Ci-gît la rose

La rose est le lieu de la lutte buttée par laquelle la beauté s’est longtemps préservée des âpres propretés de la bêtise humaine, humiliant de la main qui manie la cisaille tout ce qu’il est permis de présumer pure, et de celle qui manie l’appareil à selfie, tout ce qu’elle s’approprie. Le parterre où, piqué par l’épine, perle des peaux percluses le collier coulant cassé de perles vermeilles, qui en cristallisant cachette son pêché. Répugnante et ridée par le raide et rapide, où coule sève et sang sans once de remord. Là, la rose rossée, rasée, déracinée perd progressivement chacune de ses pétales. Mise sur un piédestal comme s’il n’y en avait qu’une, chaque rose sans lacune est punie d’être belle. Sans un regard aimable, elle meurt folle et liée à force d'asphyxies.  Et pourtant, « reviens ! » dis la précieuse, malgré ce qu’elle endure. Elle ferait, pour revoir l’iris du bimane encore une fois rougi par sa robe écarlate, scier ses coutelas. « Reviens mon aventure à ce teint rosacé qu’envient les vierges folles aux genoux trop fardés. Viens revoir la rosée de l’aube printanière où le soleil verdoie sur l’herbe chlorophylle car notre chrono file. Bientôt sera la nuit ; tes yeux comme la rose ­– huit fois close et déclose ­– ne sauraient souffrir une neuvième agonie. Viens raviver le cœur de la veuve nouvelle, puiser à mon nectar de quoi battre le soir à ce jeu de hasard qu’il prénomme la mort. Pardon, dit l'empotée à l’oreille réjouie ratissant de sa faux un bouton humecté de rosée, étonné d'être aussi malmené par le nez qui jadis l'humait et, peut-être, l'aimait ; partons, dira encore le bouton déporté en pot pourri indéfiniment, mais encore et toujours partante pour un dernier tour d'appartement. » Avant, la rose et le poète étaient amis. Il lui chantait ses mélodies, lui dédiait tous ses rondos. En temps de peine comme en joie, elle était là. La mignonne était son alibi quand il allait aux roses.

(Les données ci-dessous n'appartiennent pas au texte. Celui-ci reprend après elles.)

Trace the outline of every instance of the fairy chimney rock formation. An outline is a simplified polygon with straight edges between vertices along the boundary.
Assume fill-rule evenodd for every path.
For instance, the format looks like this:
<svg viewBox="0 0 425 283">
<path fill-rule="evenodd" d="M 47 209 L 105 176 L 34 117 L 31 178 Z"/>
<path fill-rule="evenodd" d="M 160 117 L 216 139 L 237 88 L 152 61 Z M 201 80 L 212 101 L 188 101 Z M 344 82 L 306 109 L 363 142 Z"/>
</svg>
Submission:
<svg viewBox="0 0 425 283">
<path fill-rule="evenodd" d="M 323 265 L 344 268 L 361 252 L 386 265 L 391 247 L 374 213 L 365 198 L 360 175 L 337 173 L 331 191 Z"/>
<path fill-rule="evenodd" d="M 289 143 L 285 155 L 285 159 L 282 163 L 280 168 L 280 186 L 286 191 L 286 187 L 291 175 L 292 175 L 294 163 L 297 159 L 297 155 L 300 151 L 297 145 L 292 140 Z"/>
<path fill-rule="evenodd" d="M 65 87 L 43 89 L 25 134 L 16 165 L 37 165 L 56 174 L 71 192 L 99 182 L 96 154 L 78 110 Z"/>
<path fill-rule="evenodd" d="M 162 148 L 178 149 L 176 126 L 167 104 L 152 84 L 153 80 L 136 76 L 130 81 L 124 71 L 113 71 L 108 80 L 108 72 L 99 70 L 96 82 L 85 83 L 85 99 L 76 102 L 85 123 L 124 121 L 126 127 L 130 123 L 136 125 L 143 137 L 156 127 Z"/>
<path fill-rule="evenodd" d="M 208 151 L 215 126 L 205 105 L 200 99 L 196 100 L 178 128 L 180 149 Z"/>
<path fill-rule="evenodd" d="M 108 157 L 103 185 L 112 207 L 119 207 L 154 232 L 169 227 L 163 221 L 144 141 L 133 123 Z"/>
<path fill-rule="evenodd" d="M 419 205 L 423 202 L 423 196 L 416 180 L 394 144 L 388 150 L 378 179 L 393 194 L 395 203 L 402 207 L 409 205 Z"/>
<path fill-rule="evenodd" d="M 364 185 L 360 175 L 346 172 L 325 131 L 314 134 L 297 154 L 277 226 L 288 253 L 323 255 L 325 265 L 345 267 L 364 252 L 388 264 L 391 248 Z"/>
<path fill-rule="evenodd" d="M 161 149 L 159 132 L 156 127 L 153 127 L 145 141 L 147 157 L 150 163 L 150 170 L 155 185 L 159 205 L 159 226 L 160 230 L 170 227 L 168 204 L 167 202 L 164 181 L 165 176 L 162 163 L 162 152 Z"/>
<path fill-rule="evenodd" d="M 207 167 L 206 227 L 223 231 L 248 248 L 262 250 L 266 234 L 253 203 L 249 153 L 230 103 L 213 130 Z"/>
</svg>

Et pourtant, nul ne sait s’il viendra voir si elle a refleuri pour lui ou pousser plus avant sa géhenne en éden ; nul ne sait qui saura faire oublier celui qui, à trop butiner, l’a surplantée sans gloire. Elle ne distingue rien des signes qu’il l’amène mais, buttée, elle attend qu’il apprenne à la prendre comme tel, le cœur empoussiéré mais les yeux vers le ciel.